A PICTURE, it was once suggested, should be seen as something between a thing and a thought. This could certainly be said of the work of Alain Senez. At first glance you might simply admire the proficiency with which he can capture the world around him, the skill with which he can render an image of anything from a piece of classical statuary to the waves of the sea. But on second glance it is the world that lies within this world of painted things that is intriguing.

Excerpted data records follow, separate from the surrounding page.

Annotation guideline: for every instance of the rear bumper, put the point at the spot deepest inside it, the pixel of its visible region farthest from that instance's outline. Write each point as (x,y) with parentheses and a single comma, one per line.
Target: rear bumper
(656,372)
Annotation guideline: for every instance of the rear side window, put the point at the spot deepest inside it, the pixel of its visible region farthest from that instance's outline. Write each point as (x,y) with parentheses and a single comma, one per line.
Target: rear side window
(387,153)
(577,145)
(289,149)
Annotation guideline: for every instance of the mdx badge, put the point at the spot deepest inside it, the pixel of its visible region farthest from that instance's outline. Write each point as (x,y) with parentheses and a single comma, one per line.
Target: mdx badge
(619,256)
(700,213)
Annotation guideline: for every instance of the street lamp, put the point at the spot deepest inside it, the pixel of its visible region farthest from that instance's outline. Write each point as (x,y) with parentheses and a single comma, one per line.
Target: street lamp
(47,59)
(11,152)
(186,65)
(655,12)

THE CREATION of a "world-within-a-world" is an effective- and long standing - artistic device. It works a bit like a telescope that may be looked through from either end. Inspect the view through it one way, and everything leaps into sudden sharp focus. It seems immediate and distinct. But look through the opposite end and all certainties slide away. Reality retreats into an unreachable distance. The spectator feels surrounded by a sense of the sheer vastness of space.SENEZ uses this world-within-a-world device in his work. His images of paintings within paintings, of windows and doorways, of rooms beyond rooms and mirrored reflections, refuse simple approaches. This is not a show about things. It is about the angles from which we approach things, about the perspectives we take. It is not a show about views; it's about points of view. It's about mental vistas. To let your eye wander over the surface of these images is to allow it to roam through the chambers of thought.

It’s so CLEAR and yet so confusing at the same time. And this ambiguity lies at the heart of Senez's distinctive vision. He is an artist who can’t be pinned down. A brief glance at his -... biographical details is enough to know that. Over the course of a career begun in his native France, developed in Italy (as a Prix de Rome student) and now continuing in Brussels, he has imbibed the rich influences of European culture as his Autoportrait implies. Presenting his own image like a painting in a museum, he measures himself against the yardstick of art history, against the grand traditions of French portraiture, the timeless purity of Italian sculpture, the sophisticated techniques of the great Flemish masters.

BUT TO ISOLATE these influences is to destroy the atmosphere of his paintings - an atmosphere so thick that you can almost breathe it in. His are complex compositions - and not just literally, though he builds each up meticulously from a series of preparatory sketches. Each picture contains within itself a complex of questions. What is real what is false? What is natural what is artificial? What is outside what is inside? Senez never tells. But light in a room is a time-honoured metaphor for thoughts in the human mind. And it is surely this light that Senez now paints.